The spectacular win for former prime minister Imran Khan’s Pakistan Tehreek-e-Insaaf in the Punjab assembly by-elections has only aggravated the political uncertainty in the South Asian country. The direct fallout, analysts said, will be on the country’s already battered economy. The rupee, Pakistan’s currency, nosedived to a level of 225 against the US dollar.
The results — PTI won 15 out of 20 seats in the by-elections– have dealt a setback for the ruling Pakistan Muslim League-Nawaz (PML-N) led coalition, which has been trying to secure a bailout package from the International Monetary Fund as well as other friendly countries. Punjab, the largest and most populous province in Pakistan, has typically been the stronghold of the PML-N.
Though the IMF has approved the bailout package, the disbursement has not taken place. The delay in IMF loan disbursement has caused concerns for Islamabad.

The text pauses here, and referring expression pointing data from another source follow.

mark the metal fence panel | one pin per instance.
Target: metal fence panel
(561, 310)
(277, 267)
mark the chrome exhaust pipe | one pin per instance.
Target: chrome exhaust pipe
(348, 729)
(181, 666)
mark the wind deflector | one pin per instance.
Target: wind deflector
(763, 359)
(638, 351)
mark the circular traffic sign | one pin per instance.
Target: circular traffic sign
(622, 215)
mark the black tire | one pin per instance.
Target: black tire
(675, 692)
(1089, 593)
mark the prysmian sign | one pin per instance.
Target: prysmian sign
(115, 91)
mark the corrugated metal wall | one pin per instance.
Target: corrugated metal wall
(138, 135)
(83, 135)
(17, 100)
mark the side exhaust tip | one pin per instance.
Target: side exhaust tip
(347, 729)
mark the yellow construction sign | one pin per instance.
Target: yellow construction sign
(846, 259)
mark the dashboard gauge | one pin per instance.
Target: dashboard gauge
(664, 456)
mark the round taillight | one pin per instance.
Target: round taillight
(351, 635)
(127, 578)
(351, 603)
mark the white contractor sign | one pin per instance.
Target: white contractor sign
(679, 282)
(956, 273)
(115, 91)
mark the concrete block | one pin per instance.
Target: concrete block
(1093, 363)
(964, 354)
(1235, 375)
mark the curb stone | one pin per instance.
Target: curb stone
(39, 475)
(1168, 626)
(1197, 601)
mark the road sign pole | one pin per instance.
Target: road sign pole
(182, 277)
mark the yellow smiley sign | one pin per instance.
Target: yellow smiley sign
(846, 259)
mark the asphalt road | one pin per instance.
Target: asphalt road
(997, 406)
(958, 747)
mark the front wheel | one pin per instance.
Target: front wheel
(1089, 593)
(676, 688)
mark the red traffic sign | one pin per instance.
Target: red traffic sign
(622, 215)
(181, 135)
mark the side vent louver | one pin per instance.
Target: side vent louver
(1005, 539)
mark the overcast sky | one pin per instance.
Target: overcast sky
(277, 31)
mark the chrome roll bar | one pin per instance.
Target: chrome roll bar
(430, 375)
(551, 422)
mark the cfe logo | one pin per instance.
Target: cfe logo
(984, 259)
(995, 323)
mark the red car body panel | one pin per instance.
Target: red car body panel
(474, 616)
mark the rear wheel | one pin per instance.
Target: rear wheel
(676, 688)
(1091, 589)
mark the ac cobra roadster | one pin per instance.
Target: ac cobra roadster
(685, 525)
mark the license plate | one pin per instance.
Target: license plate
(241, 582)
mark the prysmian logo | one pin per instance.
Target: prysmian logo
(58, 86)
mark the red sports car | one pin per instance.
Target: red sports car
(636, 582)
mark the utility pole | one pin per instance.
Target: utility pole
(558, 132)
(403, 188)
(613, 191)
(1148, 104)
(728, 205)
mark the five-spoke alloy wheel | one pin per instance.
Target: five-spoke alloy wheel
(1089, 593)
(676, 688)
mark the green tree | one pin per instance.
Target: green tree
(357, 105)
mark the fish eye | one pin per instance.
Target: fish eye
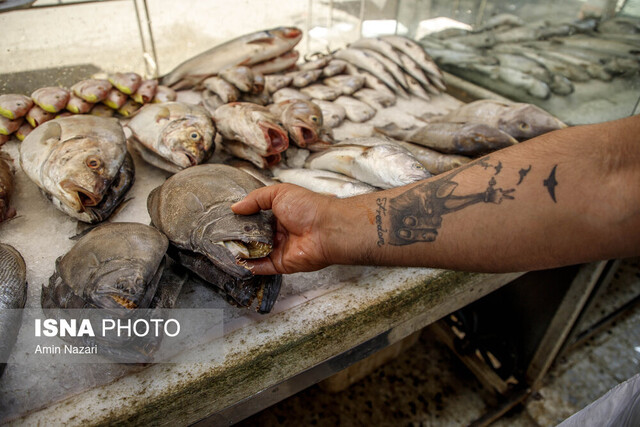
(93, 162)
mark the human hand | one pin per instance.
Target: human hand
(301, 226)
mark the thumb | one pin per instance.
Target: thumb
(260, 199)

Notwithstanding the opposition from his own party members, Pakistan Finance Minister Miftah Ismail has steadily removed fuel subsidies and raised taxes. This has only pushed inflation, causing much embarrassment for the ruling coalition. Ismail admitted that the ongoing domestic political turmoil has led to the depreciation of the country’s currency. Though he said that the situation will stabilise in a few days, political analysts said there was only a thin chance of that happening.
“The Punjab by-election results reflect the popularity of Imran Khan. He still enjoys huge support and that will make things difficult for the current government. They will not be able to focus on the economic dynamics,” an analyst dealing with Afghanistan-Pakistan and Middle East region told India Narrative.
The country’s businesses warned that the deepening of the economic crisis is worrisome and could lead to a Sri Lanka like situation.
Pakistan-born economist Atif Mian said that Pakistan’s core problem is that its economy is fundamentally unbalanced.
“We can talk about what steps need to be taken, but my fear is that the politics is fundamentally breaking down…. The toughest challenge Pakistan faces is bringing back some modicum of credibility – credibility with investors, credibility with its own people,” Mian tweeted.
Amid this growing uncertainty, Fitch Ratings revised Pakistan’s outlook to ‘negative’ from ‘stable’.
According to the Diplomat, PTI’s unexpected win has complicated the woes of the ruling coalition, which is finding it hard to counter the political challenge posed by Khan.
Meanwhile, Khan, who has been pressing for early elections, has hit back at the Shehbaz Sharif government saying that “the nation will hold accountable all those responsible for regime change conspiracy” and bringing Pakistan to this sorry state of affairs. Khan was ousted in April after losing the no confidence motion. In a series of tweets, he said that the only expertise of the PML-N is “looting” and “money laundering”.
“When US regime conspiracy’s VoNC was tabled $ was at Rs 178. Today it is Rs 224 & in freefall despite IMF agreement. The economic meltdown shows Sharifs never had any expertise in running economy or administration,” he said in a tweet.
The total debt and liabilities have touched Rs 53.5 trillion which includes the debt of Rs 23.7 trillion under the Khan government. The roadmap ahead will be tough for Sharif and his team.